Regarding self-healing, if a node running etcd goes down, it is always necessary to do three things:

  1. allocate a new node (not necessary if running etcd as a pod, in which case specific measures are required to prevent user pods from interfering with system pods, for example using node selectors as described in dynamic member addition.

    In the case of remote persistent disk, the etcd state can be recovered by attaching the remote persistent disk to the replacement node, thus the state is recoverable even if all other replicas are down.

    There are also significant performance differences between local disks and remote persistent disks. For example, the sustained throughput local disks in GCE is approximatley 20x that of remote disks.

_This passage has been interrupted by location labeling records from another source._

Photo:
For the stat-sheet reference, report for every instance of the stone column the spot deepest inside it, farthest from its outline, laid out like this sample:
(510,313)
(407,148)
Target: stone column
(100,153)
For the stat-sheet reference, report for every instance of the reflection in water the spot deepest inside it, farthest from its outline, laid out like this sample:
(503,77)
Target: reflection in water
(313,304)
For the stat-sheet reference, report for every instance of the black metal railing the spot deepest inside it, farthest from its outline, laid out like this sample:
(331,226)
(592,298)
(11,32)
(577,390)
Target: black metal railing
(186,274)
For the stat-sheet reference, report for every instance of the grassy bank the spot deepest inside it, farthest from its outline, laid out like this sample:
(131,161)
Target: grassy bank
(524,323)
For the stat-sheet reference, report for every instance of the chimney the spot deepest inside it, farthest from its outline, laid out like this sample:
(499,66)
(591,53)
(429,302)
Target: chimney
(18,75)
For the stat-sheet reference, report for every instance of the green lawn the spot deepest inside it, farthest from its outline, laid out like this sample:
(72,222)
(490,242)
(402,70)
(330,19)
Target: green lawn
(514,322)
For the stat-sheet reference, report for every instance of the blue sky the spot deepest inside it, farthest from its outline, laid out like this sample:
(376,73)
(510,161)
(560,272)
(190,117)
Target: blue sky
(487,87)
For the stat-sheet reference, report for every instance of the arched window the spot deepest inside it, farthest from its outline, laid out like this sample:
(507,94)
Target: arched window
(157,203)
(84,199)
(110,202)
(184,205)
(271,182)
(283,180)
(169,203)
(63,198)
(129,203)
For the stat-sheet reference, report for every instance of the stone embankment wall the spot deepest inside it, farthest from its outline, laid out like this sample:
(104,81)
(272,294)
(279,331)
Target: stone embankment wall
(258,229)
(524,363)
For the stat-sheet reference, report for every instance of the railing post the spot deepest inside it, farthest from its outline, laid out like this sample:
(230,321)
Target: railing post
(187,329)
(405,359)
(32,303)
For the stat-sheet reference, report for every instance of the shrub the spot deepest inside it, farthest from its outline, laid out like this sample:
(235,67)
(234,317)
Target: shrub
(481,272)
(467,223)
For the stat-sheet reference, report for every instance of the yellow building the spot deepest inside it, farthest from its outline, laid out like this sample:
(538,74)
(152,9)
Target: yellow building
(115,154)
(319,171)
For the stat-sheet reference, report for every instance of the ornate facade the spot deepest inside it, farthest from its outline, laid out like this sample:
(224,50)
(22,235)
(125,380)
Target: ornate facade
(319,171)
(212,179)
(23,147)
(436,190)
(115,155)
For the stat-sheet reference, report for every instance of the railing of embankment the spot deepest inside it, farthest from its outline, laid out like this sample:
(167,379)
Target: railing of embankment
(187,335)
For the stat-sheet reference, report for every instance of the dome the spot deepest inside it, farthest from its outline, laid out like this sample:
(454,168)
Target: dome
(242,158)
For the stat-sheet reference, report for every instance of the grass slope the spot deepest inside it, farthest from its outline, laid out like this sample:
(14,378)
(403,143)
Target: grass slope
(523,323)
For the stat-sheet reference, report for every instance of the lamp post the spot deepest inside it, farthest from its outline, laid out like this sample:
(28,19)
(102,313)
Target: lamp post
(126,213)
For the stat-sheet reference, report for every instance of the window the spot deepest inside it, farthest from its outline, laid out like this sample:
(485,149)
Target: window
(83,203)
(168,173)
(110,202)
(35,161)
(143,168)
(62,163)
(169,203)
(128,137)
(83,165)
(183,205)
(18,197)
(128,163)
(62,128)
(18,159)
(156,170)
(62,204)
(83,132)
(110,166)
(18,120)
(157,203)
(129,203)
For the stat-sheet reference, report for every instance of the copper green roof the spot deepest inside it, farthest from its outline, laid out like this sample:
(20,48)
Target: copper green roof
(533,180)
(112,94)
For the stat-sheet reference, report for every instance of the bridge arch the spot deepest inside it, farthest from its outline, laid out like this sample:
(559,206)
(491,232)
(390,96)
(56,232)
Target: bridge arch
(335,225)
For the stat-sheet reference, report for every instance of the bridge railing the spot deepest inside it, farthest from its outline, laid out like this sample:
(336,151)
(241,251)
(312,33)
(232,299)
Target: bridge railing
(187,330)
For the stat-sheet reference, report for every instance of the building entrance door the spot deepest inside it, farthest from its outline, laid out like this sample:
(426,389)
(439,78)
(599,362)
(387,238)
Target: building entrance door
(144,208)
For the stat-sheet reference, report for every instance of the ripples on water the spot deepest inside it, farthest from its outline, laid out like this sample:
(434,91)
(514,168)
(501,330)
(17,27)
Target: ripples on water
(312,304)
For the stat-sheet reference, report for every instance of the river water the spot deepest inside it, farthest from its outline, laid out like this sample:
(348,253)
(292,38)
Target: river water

    Hence we suggest that self-healing be provided by remotely mounted persistent disks in non-performance critical, single-zone cloud deployments. For performance critical installations, faster local SSD's should be used, in which case remounting on node failure is not an option, so etcd runtime configuration should be used to replace the failed machine. Similarly, for cross-zone self-healing, cloud persistent disks are zonal, so automatic runtime configuration is required. Similarly, basic bare metal deployments cannot generally rely on remote persistent disks, so the same approach applies there.

Somewhat vague instructions exist on how to set some of this up manually in a self-hosted configuration. But automatic bootstrapping and self-healing is not described (and is not implemented for the non-PD cases). This all still needs to be automated and continuously tested.